とはなりません。確かにmayは許可を表しますが、「〜してもいい」というよりは「〜してよろしい」のように、「上からの許可」のニュアンスがあります。当然です。mayが登場してもうかなり経ちますから、彼からも丁寧さはとうに失われています(mustほどではないですが)。だから今では日常会話でこのような言い方はしません。あるとすれば公文書や立て看板といった権威的なもので、例えば"You may smoke here."とすれば「ここでタバコを吸ってよろしい」になります。
では本当に全然使わなくなったのかというと、そういうわけではありません。失礼な表現でも、対象が自分なら、使えます。
May i use it? : 使ってもよろしいですか?
こうするとものすごく謙虚な言い方になります。つまり、元がきつい意味の助動詞は、疑問形にして対象を自分にすれば、このようにすごく丁寧になるのです。これはshallにも言えますから、いずれもう一度触れますね。

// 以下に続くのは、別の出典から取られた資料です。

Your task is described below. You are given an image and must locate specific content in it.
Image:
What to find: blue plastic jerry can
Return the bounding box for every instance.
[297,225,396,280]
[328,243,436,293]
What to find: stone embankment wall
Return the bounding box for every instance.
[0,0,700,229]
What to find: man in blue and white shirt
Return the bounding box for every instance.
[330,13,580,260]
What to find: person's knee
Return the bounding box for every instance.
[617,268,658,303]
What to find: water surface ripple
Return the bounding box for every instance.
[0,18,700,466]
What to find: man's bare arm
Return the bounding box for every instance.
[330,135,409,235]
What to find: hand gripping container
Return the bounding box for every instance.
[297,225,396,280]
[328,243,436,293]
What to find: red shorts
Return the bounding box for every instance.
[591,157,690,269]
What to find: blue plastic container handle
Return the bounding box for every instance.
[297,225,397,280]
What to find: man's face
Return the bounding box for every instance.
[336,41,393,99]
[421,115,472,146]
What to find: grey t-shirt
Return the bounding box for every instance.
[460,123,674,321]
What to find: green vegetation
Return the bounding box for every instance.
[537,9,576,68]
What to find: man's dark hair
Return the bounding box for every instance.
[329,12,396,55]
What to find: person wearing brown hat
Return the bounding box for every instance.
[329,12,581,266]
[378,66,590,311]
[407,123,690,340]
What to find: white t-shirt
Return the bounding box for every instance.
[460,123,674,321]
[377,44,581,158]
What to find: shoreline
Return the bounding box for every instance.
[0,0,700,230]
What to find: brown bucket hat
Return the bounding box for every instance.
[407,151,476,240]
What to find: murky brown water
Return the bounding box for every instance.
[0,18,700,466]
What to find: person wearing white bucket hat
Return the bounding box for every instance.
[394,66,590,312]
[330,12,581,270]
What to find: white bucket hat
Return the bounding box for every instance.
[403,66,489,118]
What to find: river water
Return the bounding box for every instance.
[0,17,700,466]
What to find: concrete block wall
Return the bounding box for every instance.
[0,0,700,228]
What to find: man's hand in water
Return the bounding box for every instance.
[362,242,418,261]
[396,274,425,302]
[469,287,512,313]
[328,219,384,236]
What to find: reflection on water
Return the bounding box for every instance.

またこれによってmayが帯びた中立性(「吸っても吸わなくてもどっちでもよい」)は、「推測(~かもしれない)」にも繋がります。
He may be Taro. : 彼は太郎かもしれない(50%の確率でね)。
このように多くの場合、肯定文のmayは「推測」を表します。「許可」は失礼ですからね。
しかし反対に、疑問文のmayは推測を表しません。
May he be a Taro? : 彼は太郎かもしれませんか?
これ、意味不明な質問だって気づきますか?これだと、yesでもnoでもいずれにせよ太郎である確率は50%になります。日本語だったらこれでもよい感じはしますが、英語は極めて厳密で論理的な言語なので、このような「不合理」「矛盾」は許されないのです。
【まとめ】
疑問文のmay→100%「許可(〜してよろしい)」
肯定文のmay→90%「推測(〜かもしれない)」、10%「許可」
※過去形のmightであれば、疑問形でも推測を表すことは稀にあります。mayが50%に対し、丁寧版のmightは30%程度であり、論理的矛盾が起きないからです。が、これは入試には出ないから忘れましょう。
話を戻します。結局、次の許可は誰に頼みましょう?
そうです。やっとここでcanの登場です。もちろん彼は本来は可能を表しますが、それでもいいのです。だって可能から許可への移籍はすでに前例がありますからね。
You can drink it. : 水飲んでいいよ。
ちなみに"Can I~?"は"May I~?"と同じような意味を持ちますが、こちらの方がフレンドリーなニュアンスです。
丁寧さで比較すると、
You can smoke. > You may smoke.
May I smoke? > Can I smoke?
となります。
ここまでです。次回は「未来」を表す助動詞について扱います。